What if the biggest barrier to AI adoption isn't the technology itself, but our ability to learn, adapt, and reskill? That question sits at the heart of my conversation with Sagar Goel, Managing Director and Partner at Boston Consulting Group, who leads the firm's global work on digital workforce development and reskilling. Speaking from Singapore, Sagar brings a rare combination of data, strategy, and humanity to the discussion on how AI is reshaping the global workforce—and why the frontline is struggling to keep up. Drawing on BCG's latest "AI at Work" research, Sagar reveals a surprising trend: frontline AI usage has stalled at around 50 percent for the first time. He explains why many companies are still approaching AI as a tool rollout rather than a behavioral and cultural shift. According to him, employees often don't know where or how to use AI effectively, leadership support is lacking, and training programs are too shallow to spark genuine adoption. The result is a productivity paradox—AI potential without real impact. Sagar also unpacks another counterintuitive finding: leaders are more worried than their teams about losing their jobs to automation. He attributes this to leaders' heightened awareness of structural disruption and their own vulnerability in adapting mid-career. Meanwhile, countries across the Global South are outpacing the US in AI adoption, driven by youthful populations, economic necessity, and a hunger for differentiation in tight job markets. Throughout the discussion, Sagar draws a clear line between upskilling and reskilling—two terms often used interchangeably but representing distinct needs. Upskilling, he explains, should embed AI fluency into daily workflows from the CEO down, while reskilling must redeploy people into new, higher-value roles as automation accelerates.
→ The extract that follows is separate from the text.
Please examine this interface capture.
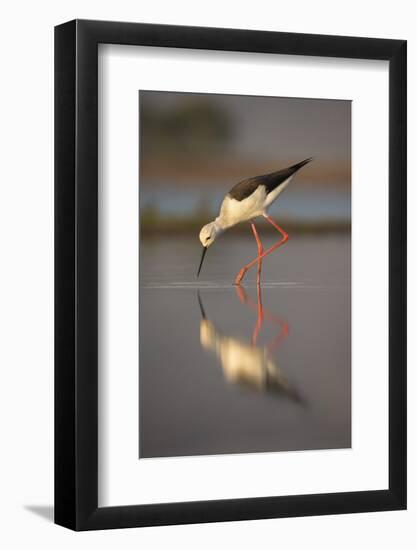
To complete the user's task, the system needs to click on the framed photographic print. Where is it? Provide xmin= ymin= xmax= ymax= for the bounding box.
xmin=55 ymin=20 xmax=406 ymax=530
He cites IKEA's decision to retrain 8,000 call center staff into design consultants as a model example of turning disruption into opportunity. We close with a candid reflection on leadership responsibility in the age of AI. For Sagar, the message is simple but profound: if skills don't show up on your balance sheet, they won't show up in your business performance. As the half-life of skills shrinks to five years, he urges CEOs to integrate workforce readiness directly into strategy, or risk being outpaced by those who do. This episode is a grounded, data-driven look at what it truly takes to prepare people—not just machines—for an AI-driven world.